Assessing the Impact of Automated Suggestions on Decision Making: Domain Experts Mediate Model Errors but Take Less Initiative

Ariel Levy MIT CSAIL

Monica Agrawal MIT CSAIL

Arvind Satyanarayan MIT CSAIL

David Sontag MIT CSAIL

ACM Human Factors in Computing Systems (CHI), 2021

Accuracy (total recall) and efficiency (time to label) results for users with label recommendations (Standard and Weakened modes) and users without (None mode).


Automated decision support can accelerate tedious tasks as users can focus their attention where it is needed most. However, a key concern is whether users overly trust or cede agency to automation. In this paper, we investigate the effects of introducing automation to annotating clinical texts — a multi-step, error-prone task of identifying clinical concepts (e.g., procedures) in medical notes, and mapping them to labels in a large ontology.
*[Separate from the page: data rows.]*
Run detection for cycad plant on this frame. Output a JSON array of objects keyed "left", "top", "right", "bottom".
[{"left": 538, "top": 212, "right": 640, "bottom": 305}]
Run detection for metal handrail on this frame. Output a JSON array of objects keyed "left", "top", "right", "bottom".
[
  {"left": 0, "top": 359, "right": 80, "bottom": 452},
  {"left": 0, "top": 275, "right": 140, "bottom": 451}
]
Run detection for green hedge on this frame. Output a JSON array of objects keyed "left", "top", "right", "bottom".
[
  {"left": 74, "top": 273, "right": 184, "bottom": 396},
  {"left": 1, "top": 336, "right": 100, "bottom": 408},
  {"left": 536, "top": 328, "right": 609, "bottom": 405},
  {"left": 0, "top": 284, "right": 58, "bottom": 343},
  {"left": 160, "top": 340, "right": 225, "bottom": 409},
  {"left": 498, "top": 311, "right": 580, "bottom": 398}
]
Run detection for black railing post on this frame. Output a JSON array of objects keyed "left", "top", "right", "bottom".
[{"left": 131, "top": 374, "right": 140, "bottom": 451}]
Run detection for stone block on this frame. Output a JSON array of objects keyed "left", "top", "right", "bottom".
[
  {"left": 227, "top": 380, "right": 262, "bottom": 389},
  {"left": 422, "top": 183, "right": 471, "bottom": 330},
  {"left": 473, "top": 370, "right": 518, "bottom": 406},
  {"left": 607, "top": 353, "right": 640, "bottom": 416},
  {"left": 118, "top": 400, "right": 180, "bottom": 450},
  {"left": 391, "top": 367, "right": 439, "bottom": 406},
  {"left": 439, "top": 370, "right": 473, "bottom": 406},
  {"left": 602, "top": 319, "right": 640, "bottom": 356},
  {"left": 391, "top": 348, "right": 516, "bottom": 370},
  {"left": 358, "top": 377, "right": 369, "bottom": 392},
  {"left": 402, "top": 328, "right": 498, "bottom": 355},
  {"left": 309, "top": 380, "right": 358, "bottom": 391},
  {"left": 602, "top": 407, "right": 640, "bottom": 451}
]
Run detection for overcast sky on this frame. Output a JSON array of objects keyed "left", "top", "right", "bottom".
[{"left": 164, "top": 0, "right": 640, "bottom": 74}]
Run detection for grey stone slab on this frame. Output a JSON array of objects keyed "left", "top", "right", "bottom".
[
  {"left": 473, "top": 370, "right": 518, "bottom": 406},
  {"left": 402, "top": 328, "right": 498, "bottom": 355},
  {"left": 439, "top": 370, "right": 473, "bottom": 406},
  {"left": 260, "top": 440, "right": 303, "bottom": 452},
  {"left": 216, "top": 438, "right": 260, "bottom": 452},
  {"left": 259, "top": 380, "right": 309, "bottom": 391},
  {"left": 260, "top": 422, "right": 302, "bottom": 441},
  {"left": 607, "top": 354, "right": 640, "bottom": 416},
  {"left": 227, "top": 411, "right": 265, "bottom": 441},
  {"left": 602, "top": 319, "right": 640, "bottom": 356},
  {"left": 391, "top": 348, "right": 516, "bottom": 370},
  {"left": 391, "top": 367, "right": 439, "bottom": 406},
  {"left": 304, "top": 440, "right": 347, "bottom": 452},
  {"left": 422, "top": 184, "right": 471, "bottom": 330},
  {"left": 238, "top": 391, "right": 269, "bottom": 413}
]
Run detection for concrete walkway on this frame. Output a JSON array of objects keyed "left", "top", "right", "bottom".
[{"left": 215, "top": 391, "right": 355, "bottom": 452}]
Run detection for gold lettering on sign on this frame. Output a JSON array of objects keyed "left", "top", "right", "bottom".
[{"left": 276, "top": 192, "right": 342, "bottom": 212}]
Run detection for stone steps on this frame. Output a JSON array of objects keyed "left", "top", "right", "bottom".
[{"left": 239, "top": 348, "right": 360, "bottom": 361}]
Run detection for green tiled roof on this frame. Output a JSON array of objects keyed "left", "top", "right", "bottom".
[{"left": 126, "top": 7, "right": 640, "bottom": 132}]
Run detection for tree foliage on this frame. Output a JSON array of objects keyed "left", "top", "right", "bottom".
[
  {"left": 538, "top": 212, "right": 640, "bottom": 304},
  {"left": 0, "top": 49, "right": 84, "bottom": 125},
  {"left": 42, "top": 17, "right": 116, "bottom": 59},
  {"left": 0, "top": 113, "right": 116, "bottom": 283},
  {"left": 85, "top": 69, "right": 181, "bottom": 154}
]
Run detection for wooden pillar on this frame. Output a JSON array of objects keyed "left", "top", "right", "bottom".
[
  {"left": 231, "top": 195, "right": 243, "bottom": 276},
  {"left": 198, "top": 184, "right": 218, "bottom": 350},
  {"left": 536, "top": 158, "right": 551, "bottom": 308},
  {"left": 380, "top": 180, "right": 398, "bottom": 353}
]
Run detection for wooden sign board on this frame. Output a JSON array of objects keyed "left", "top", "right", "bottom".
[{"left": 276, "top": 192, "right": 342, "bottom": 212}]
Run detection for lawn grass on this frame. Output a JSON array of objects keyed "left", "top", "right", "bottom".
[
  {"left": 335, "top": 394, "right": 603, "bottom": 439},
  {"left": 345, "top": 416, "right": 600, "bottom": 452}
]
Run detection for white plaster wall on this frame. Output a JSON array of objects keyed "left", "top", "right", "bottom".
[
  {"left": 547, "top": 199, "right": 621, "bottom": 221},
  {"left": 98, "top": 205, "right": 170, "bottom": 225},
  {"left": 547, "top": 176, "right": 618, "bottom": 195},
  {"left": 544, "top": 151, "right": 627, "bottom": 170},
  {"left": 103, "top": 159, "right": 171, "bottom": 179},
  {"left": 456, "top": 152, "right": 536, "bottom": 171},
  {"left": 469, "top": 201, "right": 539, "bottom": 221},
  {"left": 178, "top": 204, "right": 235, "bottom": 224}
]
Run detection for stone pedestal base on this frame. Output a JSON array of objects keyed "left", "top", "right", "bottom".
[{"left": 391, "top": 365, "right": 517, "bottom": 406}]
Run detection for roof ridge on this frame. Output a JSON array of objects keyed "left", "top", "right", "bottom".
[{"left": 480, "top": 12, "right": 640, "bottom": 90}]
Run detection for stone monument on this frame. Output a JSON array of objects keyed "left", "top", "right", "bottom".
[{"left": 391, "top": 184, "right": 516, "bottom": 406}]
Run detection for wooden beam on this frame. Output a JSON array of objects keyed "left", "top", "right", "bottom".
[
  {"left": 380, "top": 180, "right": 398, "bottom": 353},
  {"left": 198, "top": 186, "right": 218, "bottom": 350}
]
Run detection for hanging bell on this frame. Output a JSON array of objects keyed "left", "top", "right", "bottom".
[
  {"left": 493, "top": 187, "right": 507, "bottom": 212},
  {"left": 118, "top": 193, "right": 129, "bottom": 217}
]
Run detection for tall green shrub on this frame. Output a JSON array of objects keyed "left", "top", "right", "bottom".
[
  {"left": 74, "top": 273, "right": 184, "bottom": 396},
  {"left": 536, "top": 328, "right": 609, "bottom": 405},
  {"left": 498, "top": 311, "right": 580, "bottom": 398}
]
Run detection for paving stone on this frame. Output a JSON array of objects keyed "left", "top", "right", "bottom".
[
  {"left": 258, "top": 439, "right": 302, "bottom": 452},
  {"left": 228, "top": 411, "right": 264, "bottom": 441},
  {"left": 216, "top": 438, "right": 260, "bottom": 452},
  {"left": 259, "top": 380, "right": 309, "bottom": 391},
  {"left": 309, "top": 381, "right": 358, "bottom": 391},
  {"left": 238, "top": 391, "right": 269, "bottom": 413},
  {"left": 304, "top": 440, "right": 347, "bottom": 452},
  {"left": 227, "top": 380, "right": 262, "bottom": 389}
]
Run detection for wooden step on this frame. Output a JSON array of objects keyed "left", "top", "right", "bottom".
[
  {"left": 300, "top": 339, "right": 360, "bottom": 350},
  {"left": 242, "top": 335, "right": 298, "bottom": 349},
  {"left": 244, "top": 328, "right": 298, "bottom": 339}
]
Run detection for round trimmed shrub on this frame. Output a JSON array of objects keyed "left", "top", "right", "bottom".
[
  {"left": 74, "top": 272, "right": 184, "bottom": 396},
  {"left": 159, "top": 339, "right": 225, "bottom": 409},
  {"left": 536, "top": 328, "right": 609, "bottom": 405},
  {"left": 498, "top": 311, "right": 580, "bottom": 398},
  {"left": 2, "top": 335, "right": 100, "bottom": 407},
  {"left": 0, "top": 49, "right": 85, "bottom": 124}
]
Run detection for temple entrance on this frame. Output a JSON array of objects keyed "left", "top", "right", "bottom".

We consider two forms of decision aid: recommending which labels to map concepts to, and pre-populating annotation suggestions. Through laboratory studies, we find that 18 clinicians generally build intuition of when to rely on automation and when to exercise their own judgement. However, when presented with fully pre-populated suggestions, these expert users exhibit less agency: accepting improper mentions, and taking less initiative in creating additional annotations. Our findings inform how systems and algorithms should be designed to mitigate the observed issues.